All of this can be done in the same time frame as your frustrated conversation with your regular that will end the same way it always does unless you change your perception.

He IS the reason you are here.

Like the Fire Service before us we are doing a great job at preventing major medical issues and because everyone seems so intent on getting to any scene as fast as possible, we see many conditions far earlier than before, meaning they’re not as dire as our 20 year veteran colleagues remember.

We are the safety net these people need when their insurance company fails them.  We are the number they call when Medicare can’t cover everything.  We can make a difference if we try and we don’t even need to try very hard.
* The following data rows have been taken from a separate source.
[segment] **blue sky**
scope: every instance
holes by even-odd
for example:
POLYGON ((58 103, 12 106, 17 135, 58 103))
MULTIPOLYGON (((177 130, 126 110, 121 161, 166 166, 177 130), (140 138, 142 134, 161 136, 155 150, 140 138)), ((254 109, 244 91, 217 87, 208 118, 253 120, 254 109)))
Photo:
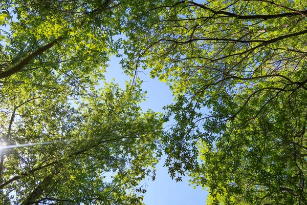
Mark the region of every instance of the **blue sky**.
MULTIPOLYGON (((129 80, 123 73, 119 64, 120 59, 112 56, 109 62, 109 67, 106 74, 107 82, 114 78, 115 81, 123 88, 125 80, 129 80)), ((149 70, 140 72, 139 77, 144 80, 142 88, 147 90, 146 101, 141 106, 144 111, 149 108, 157 112, 163 112, 163 106, 173 102, 173 96, 167 86, 158 79, 151 79, 149 76, 149 70)), ((169 122, 170 124, 171 122, 169 122)), ((167 127, 167 125, 164 127, 167 127)), ((205 204, 208 192, 201 187, 193 189, 189 186, 188 177, 184 177, 183 181, 176 182, 167 174, 167 168, 163 167, 162 158, 157 167, 156 178, 154 181, 146 181, 147 193, 144 195, 144 202, 146 205, 200 205, 205 204)))

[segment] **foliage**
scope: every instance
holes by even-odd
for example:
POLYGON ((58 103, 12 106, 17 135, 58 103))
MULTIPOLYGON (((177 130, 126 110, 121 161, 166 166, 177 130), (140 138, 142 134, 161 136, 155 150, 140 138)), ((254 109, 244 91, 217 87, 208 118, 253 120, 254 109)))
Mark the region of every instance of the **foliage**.
POLYGON ((129 4, 1 2, 0 203, 142 203, 161 117, 103 76, 129 4))
POLYGON ((126 72, 149 68, 177 100, 165 165, 209 204, 306 203, 306 5, 166 1, 127 23, 126 72))

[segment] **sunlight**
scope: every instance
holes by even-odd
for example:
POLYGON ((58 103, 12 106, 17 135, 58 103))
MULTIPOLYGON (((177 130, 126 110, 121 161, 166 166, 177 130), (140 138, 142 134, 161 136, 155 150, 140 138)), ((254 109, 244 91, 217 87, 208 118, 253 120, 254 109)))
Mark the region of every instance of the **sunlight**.
POLYGON ((30 147, 30 146, 35 146, 36 145, 49 145, 54 143, 59 143, 59 142, 64 142, 64 140, 55 140, 55 141, 46 141, 42 142, 38 142, 38 143, 28 143, 27 144, 21 144, 21 145, 7 145, 7 144, 5 142, 1 143, 0 146, 0 149, 11 149, 11 148, 15 148, 21 147, 30 147))

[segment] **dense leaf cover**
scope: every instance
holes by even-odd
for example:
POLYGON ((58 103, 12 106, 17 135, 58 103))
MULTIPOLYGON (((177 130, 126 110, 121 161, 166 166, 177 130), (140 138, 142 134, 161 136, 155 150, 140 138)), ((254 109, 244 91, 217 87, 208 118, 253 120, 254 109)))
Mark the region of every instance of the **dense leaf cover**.
POLYGON ((306 5, 165 1, 129 23, 127 72, 150 68, 177 100, 165 165, 209 204, 307 202, 306 5))
POLYGON ((142 203, 161 116, 103 75, 130 3, 1 2, 0 203, 142 203))

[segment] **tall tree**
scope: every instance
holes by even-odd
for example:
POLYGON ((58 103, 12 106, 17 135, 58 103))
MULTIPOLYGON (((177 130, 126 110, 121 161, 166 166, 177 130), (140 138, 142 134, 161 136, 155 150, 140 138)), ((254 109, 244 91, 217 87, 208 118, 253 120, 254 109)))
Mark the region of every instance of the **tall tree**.
POLYGON ((165 1, 127 21, 127 73, 151 69, 177 100, 166 165, 209 204, 306 203, 306 5, 165 1))
POLYGON ((142 203, 161 117, 103 75, 136 4, 1 2, 0 203, 142 203))

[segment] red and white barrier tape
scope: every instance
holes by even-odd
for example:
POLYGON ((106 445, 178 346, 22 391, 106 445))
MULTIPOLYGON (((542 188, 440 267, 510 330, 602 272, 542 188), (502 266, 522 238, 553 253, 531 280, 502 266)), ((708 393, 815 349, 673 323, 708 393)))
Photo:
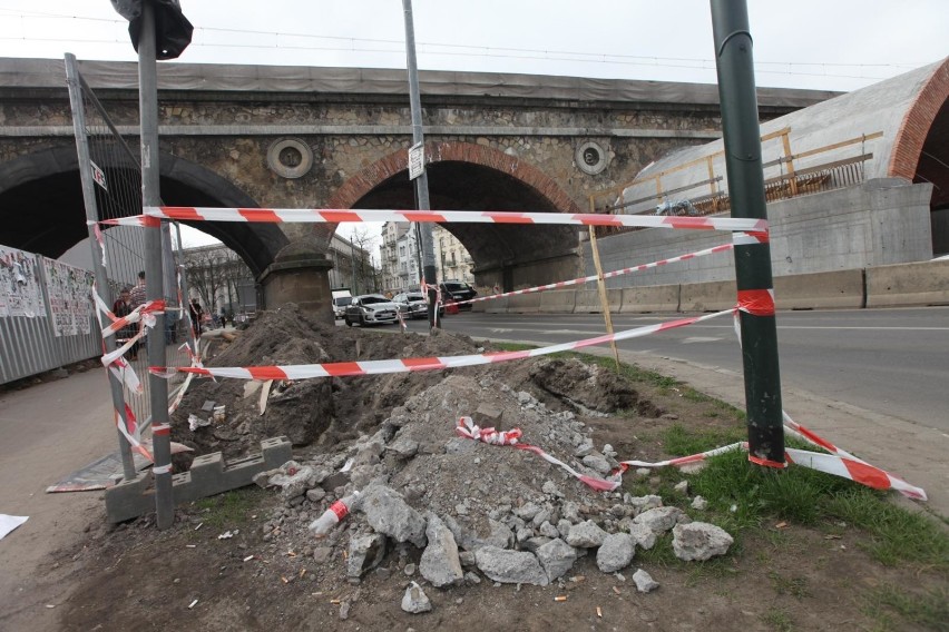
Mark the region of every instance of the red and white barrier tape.
POLYGON ((767 220, 744 217, 675 217, 600 215, 595 213, 512 213, 502 210, 392 210, 345 208, 209 208, 146 206, 144 215, 106 219, 102 224, 154 227, 159 219, 247 223, 434 221, 439 224, 539 224, 632 226, 696 230, 767 231, 767 220))
POLYGON ((520 428, 509 431, 497 431, 493 427, 481 428, 474 424, 474 419, 471 417, 459 417, 454 433, 491 445, 515 445, 521 437, 520 428))
MULTIPOLYGON (((926 491, 921 487, 917 487, 914 485, 910 485, 899 476, 890 474, 884 470, 880 470, 879 467, 874 467, 870 465, 865 461, 861 461, 855 456, 838 448, 832 443, 821 438, 816 434, 802 426, 794 424, 789 427, 785 426, 785 429, 790 429, 794 434, 800 434, 800 431, 804 431, 806 433, 806 438, 811 443, 824 448, 832 448, 837 454, 821 454, 816 452, 809 452, 806 450, 796 450, 796 448, 785 448, 784 456, 787 463, 803 465, 804 467, 809 467, 811 470, 818 470, 819 472, 824 472, 826 474, 833 474, 834 476, 842 476, 844 478, 850 478, 855 483, 860 483, 861 485, 865 485, 868 487, 872 487, 874 490, 896 490, 902 495, 914 498, 918 501, 927 500, 926 491)), ((746 442, 733 443, 731 445, 725 445, 722 447, 716 447, 715 450, 710 450, 707 452, 702 452, 698 454, 692 454, 689 456, 679 456, 677 458, 669 458, 667 461, 659 461, 657 463, 649 463, 646 461, 623 461, 619 463, 620 473, 625 472, 629 467, 666 467, 669 465, 673 466, 682 466, 687 465, 689 463, 696 463, 699 461, 705 461, 712 456, 717 454, 724 454, 725 452, 732 452, 734 450, 747 450, 749 444, 746 442)))
POLYGON ((307 379, 312 377, 343 377, 351 375, 384 375, 389 373, 410 373, 415 371, 436 371, 444 368, 459 368, 463 366, 478 366, 483 364, 495 364, 499 362, 509 362, 513 359, 524 359, 528 357, 537 357, 559 352, 568 352, 584 347, 603 345, 613 340, 628 340, 642 336, 648 336, 657 332, 666 329, 675 329, 694 325, 703 320, 711 320, 731 314, 733 309, 724 312, 715 312, 713 314, 704 314, 702 316, 693 316, 689 318, 679 318, 667 323, 657 323, 636 329, 627 329, 615 334, 604 334, 594 338, 586 338, 573 343, 562 343, 551 345, 549 347, 540 347, 536 349, 525 349, 519 352, 497 352, 489 354, 464 355, 464 356, 442 356, 442 357, 418 357, 404 359, 378 359, 364 362, 336 362, 326 364, 297 364, 285 366, 213 366, 213 367, 149 367, 154 375, 160 377, 169 377, 176 372, 195 373, 198 375, 209 375, 213 377, 233 377, 236 379, 307 379))
POLYGON ((612 492, 613 490, 619 486, 619 481, 607 481, 605 478, 598 478, 596 476, 580 474, 556 456, 547 454, 536 445, 519 443, 518 440, 521 436, 520 428, 513 428, 506 432, 498 432, 495 428, 482 429, 474 425, 474 422, 471 419, 471 417, 461 417, 458 419, 458 425, 456 425, 454 432, 460 436, 464 436, 474 441, 481 441, 491 445, 507 445, 516 450, 532 452, 534 454, 540 456, 548 463, 557 465, 558 467, 562 467, 564 470, 573 474, 575 478, 598 492, 612 492))
MULTIPOLYGON (((741 233, 741 234, 736 233, 735 235, 747 235, 747 233, 741 233)), ((675 264, 675 263, 678 263, 678 261, 686 261, 688 259, 694 259, 696 257, 704 257, 705 255, 714 255, 715 253, 727 253, 728 250, 732 250, 733 248, 734 248, 734 245, 724 244, 722 246, 715 246, 714 248, 706 248, 704 250, 698 250, 696 253, 689 253, 687 255, 679 255, 678 257, 672 257, 672 258, 668 258, 668 259, 661 259, 658 261, 653 261, 650 264, 643 264, 643 265, 639 265, 639 266, 633 266, 632 268, 623 268, 623 269, 619 269, 619 270, 613 270, 613 271, 609 271, 609 273, 605 273, 603 275, 603 278, 607 279, 607 278, 618 277, 618 276, 628 275, 628 274, 633 274, 633 273, 640 273, 643 270, 656 268, 656 267, 659 267, 659 266, 665 266, 665 265, 668 265, 668 264, 675 264)), ((551 283, 551 284, 548 284, 548 285, 539 285, 537 287, 528 287, 528 288, 525 288, 525 289, 517 289, 517 290, 513 290, 513 292, 505 292, 502 294, 492 294, 490 296, 479 296, 477 298, 469 298, 468 300, 459 300, 458 305, 462 305, 462 304, 466 304, 466 303, 478 303, 479 300, 493 300, 496 298, 503 298, 506 296, 516 296, 518 294, 531 294, 531 293, 535 293, 535 292, 546 292, 548 289, 559 289, 561 287, 567 287, 567 286, 570 286, 570 285, 593 283, 593 282, 597 280, 598 278, 599 277, 597 275, 593 275, 593 276, 588 276, 588 277, 575 278, 575 279, 571 279, 571 280, 561 280, 561 282, 557 282, 557 283, 551 283)))

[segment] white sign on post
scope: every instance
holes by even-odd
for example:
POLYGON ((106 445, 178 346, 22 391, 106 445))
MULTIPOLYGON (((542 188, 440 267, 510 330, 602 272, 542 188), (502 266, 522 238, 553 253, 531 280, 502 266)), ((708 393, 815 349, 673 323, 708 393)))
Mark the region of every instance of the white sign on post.
POLYGON ((106 186, 106 172, 99 169, 99 166, 92 162, 91 160, 89 161, 89 164, 92 166, 92 181, 95 181, 104 189, 109 190, 109 188, 106 186))
POLYGON ((414 180, 425 172, 425 146, 419 142, 409 148, 409 179, 414 180))

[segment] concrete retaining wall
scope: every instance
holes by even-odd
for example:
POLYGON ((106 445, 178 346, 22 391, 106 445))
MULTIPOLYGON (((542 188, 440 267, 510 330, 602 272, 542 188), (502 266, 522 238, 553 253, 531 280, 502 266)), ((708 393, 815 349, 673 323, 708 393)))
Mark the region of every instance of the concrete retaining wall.
POLYGON ((540 293, 540 312, 544 314, 573 314, 577 302, 575 289, 551 289, 540 293))
POLYGON ((949 305, 949 260, 867 268, 867 307, 949 305))
POLYGON ((678 312, 678 285, 654 285, 650 287, 627 287, 623 290, 620 313, 678 312))
MULTIPOLYGON (((578 289, 576 293, 577 298, 574 303, 574 314, 603 314, 603 304, 599 300, 598 289, 578 289)), ((619 289, 607 289, 606 300, 609 304, 610 313, 619 312, 623 305, 623 292, 619 289)))
POLYGON ((840 270, 774 278, 779 309, 863 307, 863 270, 840 270))

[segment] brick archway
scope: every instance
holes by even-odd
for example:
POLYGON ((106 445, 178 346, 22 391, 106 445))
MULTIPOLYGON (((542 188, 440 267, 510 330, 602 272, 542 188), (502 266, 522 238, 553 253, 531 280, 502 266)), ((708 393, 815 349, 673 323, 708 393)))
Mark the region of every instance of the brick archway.
POLYGON ((932 72, 910 106, 893 144, 888 175, 913 181, 926 138, 949 99, 949 59, 932 72))
MULTIPOLYGON (((425 142, 425 162, 469 162, 495 169, 524 182, 561 213, 583 213, 557 182, 540 169, 502 151, 459 141, 425 142)), ((330 208, 352 208, 375 187, 409 169, 409 151, 400 149, 346 180, 330 198, 330 208)), ((451 210, 451 209, 441 209, 451 210)))

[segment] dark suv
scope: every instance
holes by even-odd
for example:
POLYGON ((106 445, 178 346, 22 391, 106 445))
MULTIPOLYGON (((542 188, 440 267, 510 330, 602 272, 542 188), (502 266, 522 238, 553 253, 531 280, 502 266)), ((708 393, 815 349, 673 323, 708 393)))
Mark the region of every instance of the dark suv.
MULTIPOLYGON (((439 284, 439 287, 441 288, 441 298, 444 302, 470 300, 478 296, 474 288, 463 280, 443 280, 439 284)), ((466 303, 464 305, 459 305, 459 307, 462 309, 471 309, 471 304, 466 303)))

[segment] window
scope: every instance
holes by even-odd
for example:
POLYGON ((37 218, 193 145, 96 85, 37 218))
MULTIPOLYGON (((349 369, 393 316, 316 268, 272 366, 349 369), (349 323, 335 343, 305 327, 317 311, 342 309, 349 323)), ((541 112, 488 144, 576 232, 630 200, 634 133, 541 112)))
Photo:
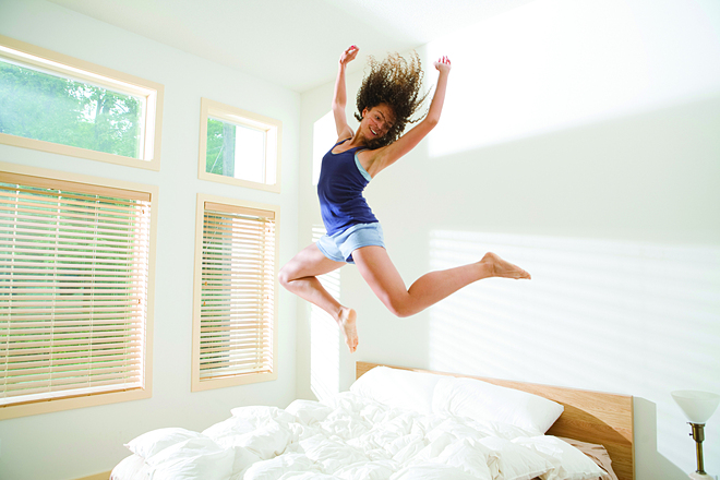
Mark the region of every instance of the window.
POLYGON ((279 207, 197 195, 192 391, 277 379, 279 207))
POLYGON ((0 164, 0 419, 151 395, 156 188, 113 183, 0 164))
POLYGON ((0 143, 159 170, 163 85, 0 36, 0 143))
POLYGON ((203 98, 199 178, 280 192, 279 120, 203 98))

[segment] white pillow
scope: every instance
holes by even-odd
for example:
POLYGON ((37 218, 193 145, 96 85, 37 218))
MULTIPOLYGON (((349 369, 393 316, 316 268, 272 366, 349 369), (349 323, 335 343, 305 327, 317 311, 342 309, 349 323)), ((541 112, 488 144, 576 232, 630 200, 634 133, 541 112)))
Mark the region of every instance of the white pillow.
POLYGON ((235 448, 221 448, 206 436, 185 440, 145 460, 153 480, 227 480, 232 475, 235 448))
POLYGON ((564 408, 547 398, 480 380, 443 377, 435 386, 432 409, 481 422, 509 423, 542 434, 564 408))
POLYGON ((508 442, 487 436, 478 443, 490 448, 497 460, 492 465, 494 480, 530 480, 553 471, 554 465, 537 452, 508 442))
POLYGON ((375 367, 358 379, 350 392, 364 398, 419 413, 432 412, 432 398, 443 375, 375 367))
POLYGON ((130 442, 125 443, 125 446, 133 454, 140 455, 141 457, 147 459, 169 446, 184 442, 185 440, 196 439, 199 436, 203 435, 185 429, 157 429, 151 430, 149 432, 134 437, 130 442))
POLYGON ((583 452, 555 436, 519 437, 513 443, 532 448, 555 466, 542 480, 597 480, 607 475, 583 452))

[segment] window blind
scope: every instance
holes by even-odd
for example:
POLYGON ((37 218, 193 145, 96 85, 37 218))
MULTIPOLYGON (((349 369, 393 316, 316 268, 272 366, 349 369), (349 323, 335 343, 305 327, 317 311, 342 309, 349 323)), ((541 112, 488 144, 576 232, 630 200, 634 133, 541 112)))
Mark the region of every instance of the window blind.
POLYGON ((0 172, 0 406, 144 386, 149 200, 0 172))
POLYGON ((275 213, 205 202, 200 382, 272 373, 275 213))

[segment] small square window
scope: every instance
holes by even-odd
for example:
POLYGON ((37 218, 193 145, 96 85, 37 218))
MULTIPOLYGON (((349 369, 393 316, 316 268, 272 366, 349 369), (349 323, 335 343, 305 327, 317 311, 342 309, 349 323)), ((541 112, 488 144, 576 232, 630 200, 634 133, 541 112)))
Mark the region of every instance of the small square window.
POLYGON ((202 99, 199 178, 279 193, 279 120, 202 99))

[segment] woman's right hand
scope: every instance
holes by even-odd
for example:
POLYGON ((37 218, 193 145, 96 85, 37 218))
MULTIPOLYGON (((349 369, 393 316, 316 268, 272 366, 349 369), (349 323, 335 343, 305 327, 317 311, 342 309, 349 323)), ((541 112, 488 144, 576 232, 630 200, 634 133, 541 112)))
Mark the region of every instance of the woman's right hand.
POLYGON ((358 56, 358 50, 359 48, 356 47, 355 45, 348 48, 340 55, 340 64, 341 65, 347 65, 350 63, 355 58, 358 56))

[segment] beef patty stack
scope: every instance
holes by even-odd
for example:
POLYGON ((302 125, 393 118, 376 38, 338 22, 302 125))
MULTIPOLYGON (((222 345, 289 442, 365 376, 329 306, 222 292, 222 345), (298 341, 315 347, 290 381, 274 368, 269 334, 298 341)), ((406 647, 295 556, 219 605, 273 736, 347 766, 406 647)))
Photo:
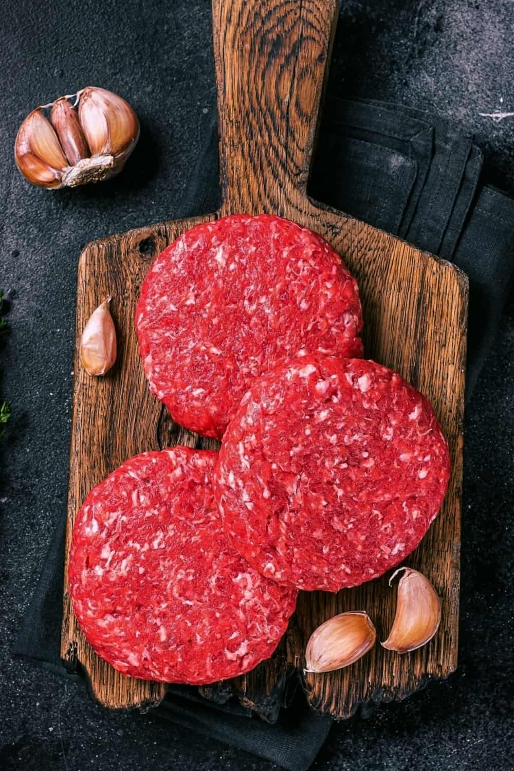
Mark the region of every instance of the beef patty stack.
POLYGON ((197 225, 155 261, 136 325, 152 392, 219 453, 146 453, 77 514, 73 608, 131 676, 209 683, 271 655, 297 591, 381 575, 449 478, 427 400, 361 359, 355 280, 278 217, 197 225))

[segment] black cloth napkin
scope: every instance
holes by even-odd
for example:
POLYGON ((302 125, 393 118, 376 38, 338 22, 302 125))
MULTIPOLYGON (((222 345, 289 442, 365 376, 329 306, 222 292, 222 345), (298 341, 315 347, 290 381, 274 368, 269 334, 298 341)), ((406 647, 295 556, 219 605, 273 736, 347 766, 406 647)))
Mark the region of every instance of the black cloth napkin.
MULTIPOLYGON (((514 200, 485 183, 482 165, 471 138, 448 121, 402 105, 329 97, 309 187, 314 198, 451 260, 468 274, 468 395, 494 338, 513 272, 514 200)), ((218 175, 212 116, 175 217, 214 211, 218 175)), ((65 529, 63 512, 13 653, 84 687, 80 672, 66 668, 59 654, 65 529)), ((170 686, 153 714, 303 771, 331 721, 306 708, 294 683, 286 692, 271 725, 234 700, 213 704, 186 686, 170 686)))

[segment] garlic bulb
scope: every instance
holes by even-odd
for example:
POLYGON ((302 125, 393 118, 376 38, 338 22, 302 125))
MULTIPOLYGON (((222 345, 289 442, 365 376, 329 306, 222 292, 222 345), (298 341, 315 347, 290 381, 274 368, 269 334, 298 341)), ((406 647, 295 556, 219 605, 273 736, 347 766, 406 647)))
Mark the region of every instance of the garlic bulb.
POLYGON ((381 645, 397 653, 410 653, 426 645, 439 628, 441 600, 428 579, 411 567, 395 571, 389 586, 401 571, 395 621, 387 640, 381 645))
POLYGON ((36 107, 22 123, 15 160, 40 187, 76 187, 119 173, 139 137, 139 122, 125 99, 88 86, 36 107), (78 109, 77 106, 78 105, 78 109), (43 109, 51 107, 50 120, 43 109))
POLYGON ((111 298, 89 316, 80 340, 80 361, 88 375, 105 375, 116 360, 116 331, 109 311, 111 298))
POLYGON ((364 611, 340 613, 313 631, 305 651, 305 671, 330 672, 348 667, 373 648, 376 638, 364 611))

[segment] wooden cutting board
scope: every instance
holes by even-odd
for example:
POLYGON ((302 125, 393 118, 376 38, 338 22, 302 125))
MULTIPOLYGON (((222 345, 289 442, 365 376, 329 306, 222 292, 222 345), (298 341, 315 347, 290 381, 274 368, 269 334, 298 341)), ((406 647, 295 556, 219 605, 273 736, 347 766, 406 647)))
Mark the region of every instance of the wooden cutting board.
MULTIPOLYGON (((139 363, 133 317, 153 259, 197 222, 235 212, 280 214, 320 233, 357 278, 366 355, 399 372, 432 402, 448 437, 452 475, 439 517, 405 564, 422 571, 442 598, 442 622, 420 650, 398 655, 377 645, 352 666, 303 679, 316 709, 348 717, 361 702, 403 699, 457 663, 462 419, 468 286, 449 263, 310 200, 312 147, 338 12, 337 0, 213 0, 223 205, 204 217, 166 222, 90 244, 79 263, 73 422, 66 560, 76 513, 91 488, 133 455, 174 444, 215 446, 174 423, 152 396, 139 363), (112 296, 119 355, 105 378, 89 377, 78 343, 95 308, 112 296)), ((366 609, 378 639, 392 622, 396 590, 387 577, 338 594, 301 593, 275 655, 248 675, 203 688, 236 694, 267 719, 277 714, 305 644, 322 621, 366 609)), ((86 642, 64 587, 63 659, 79 664, 107 706, 156 704, 163 684, 129 679, 86 642)))

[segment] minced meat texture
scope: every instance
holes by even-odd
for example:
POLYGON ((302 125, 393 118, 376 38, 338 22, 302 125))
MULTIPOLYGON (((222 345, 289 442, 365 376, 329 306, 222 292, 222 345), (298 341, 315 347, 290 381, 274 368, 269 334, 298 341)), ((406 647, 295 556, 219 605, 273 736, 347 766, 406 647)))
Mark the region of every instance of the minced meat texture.
POLYGON ((217 453, 175 447, 131 458, 79 511, 69 591, 88 641, 133 677, 210 683, 269 658, 296 591, 237 554, 216 509, 217 453))
POLYGON ((156 258, 136 311, 150 390, 221 438, 254 379, 304 353, 362 355, 355 280, 320 236, 280 217, 190 228, 156 258))
POLYGON ((338 591, 418 545, 450 475, 426 399, 374 362, 306 356, 256 381, 223 437, 231 542, 284 585, 338 591))

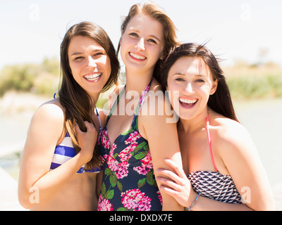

These calls will frustrate you.  They frustrated me so much I wrote about them.  As I did I realized I was getting frustrated for no reason at all and that I alone had the power to help these people.  That’s where EMS 2.0 became a reality for me.  That’s when Chronicles jumped off and my perceptions changed forever.  Had I kept stewing in my frustrations there is no telling where my sanity would be.

If you disagree with me and believe the first word in EMS is more important than the last word in EMS give up ever becoming a Professional.  You’ll burn out in a few years and I hope you don’t hurt anyone between now and then.

It’s time to take the extra step so many think is not their job, not their responsibility or not in their power:  Help people.